In a world where trust is something that is constantly broken by friends, family and acquaintances, where we become the only people we can trust – ourselves – it is crucial to be the best damn role models we can be, not only for our present selves, but for our younger selves, going back to when we were children.
We might be all grown up now, but inside of ourselves, there is someone who never leaves us, and that is the person we have already been – our inner child. The child who, when asked what they wanted to be when they “grew up”, said, a policeman, a painter, a singer, an astronaut. These future dreams stem from what children view as being the ultimate careers, proving that we all start our lives with the best intentions for ourselves, which is why we should never lose sight of what we always thought was possible, even if it was a little far-fetched. Underneath those magical/excellent/exciting ambitions, is a mind that is carefree, happy and grounded.
Adulthood gives us knowledge and a perspective we’ve never had before, but it also gives us reality and it shows us what’s realistically possible in terms of a careers or personal goals. Logically – maturation needs to happen so that we’re all not sitting on a bus at the age of thirty, licking a lollypop, swinging our feet out in front of us, while our elderly mothers hold our hands and berate us for biting the chair in front of us. We cannot be children forever. This I completely understand.
However, getting into our twenties, our capacity to imagine starts to dwindle, unless we work in childcare, and we forget how to dream. I’m not talking about the kind of dreaming that REM sleep conjures, I’m talking about looking at the world through rose tinted glasses – a tint that allows us to see the best in everything, the best in everyone. Including ourselves.

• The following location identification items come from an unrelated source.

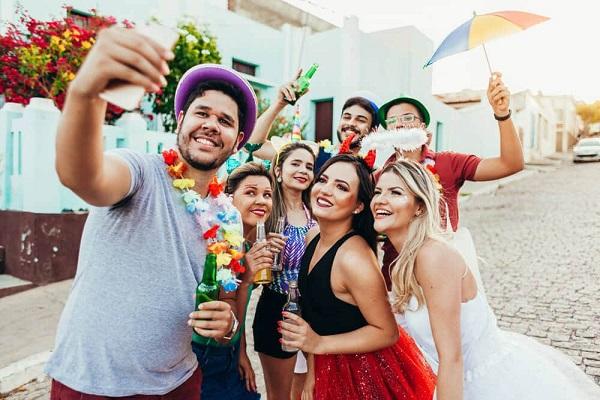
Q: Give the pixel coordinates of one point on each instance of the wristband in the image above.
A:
(507, 116)
(251, 148)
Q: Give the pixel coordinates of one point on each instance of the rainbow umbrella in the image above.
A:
(483, 28)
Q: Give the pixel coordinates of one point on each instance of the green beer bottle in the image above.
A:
(303, 82)
(207, 290)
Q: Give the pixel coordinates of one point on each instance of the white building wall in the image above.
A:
(386, 63)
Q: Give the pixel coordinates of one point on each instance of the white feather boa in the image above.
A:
(386, 142)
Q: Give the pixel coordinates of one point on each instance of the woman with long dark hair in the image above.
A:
(293, 176)
(226, 368)
(356, 350)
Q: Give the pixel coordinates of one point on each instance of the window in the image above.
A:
(323, 119)
(244, 67)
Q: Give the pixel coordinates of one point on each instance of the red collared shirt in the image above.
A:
(453, 169)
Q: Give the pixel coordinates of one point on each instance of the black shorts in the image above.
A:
(264, 327)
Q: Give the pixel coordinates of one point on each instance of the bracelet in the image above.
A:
(234, 327)
(507, 116)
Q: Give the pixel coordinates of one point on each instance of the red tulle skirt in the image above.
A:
(396, 372)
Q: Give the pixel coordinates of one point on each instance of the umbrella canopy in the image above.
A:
(483, 28)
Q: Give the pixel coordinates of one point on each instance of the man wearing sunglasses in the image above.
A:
(451, 169)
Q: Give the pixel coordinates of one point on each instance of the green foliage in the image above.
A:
(589, 113)
(282, 123)
(194, 46)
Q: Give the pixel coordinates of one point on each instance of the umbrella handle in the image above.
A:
(487, 59)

By twenty-five, we either know what life-path we’re travelling on, or we don’t. We know what our interests are, we have developed these through working and through studying, and we are either happy with our lives or we’re figuring out ways in which we could be. If you’re one of those people who has no idea who they want to be when they grow up – that’s totally ok – you’re not alone. My advice to these people is – be the kind of person your five year old self would look up to.
Don’t dwell on the degrees you could have had/or the degrees you have but won’t use, the sports trophies you could have won, the relationships you should/shouldn’t have had, the conversations that never happened – because all of this is irrelevant to your five year old self. Your five year old self just wants to be happy, have lots of friends, and go about every day doing something that they love. So this is where we need to take a leaf from the books of our inner child and start living simply, without getting caught up in competing with others, having regrets or wanting more.
Be that adult your five year old self would approve of. This ideal is different for all of us. My five year old self would want me to be kind, happy, friendly, loving, approachable, and caring. My five year old self knows the importance of compassion; crying when my friend is told off by the teacher because we don’t want them to be told off, because we know how it feels, yet as adults we’re too selfish, too busy with our own little lives to look twice at that homeless person, too jaded to throw money into their buckets, and if we do, too worried that they’ll spend it on drugs or alcohol.
We all need to remember who we were at five years old, because it was then that we were the best people we could ever be, in terms of how we saw the world and how we treated it. If we can be the kinds of adults our five year old selves would look up to, copy, mimic, and adore, then we have succeeded a great deal indeed.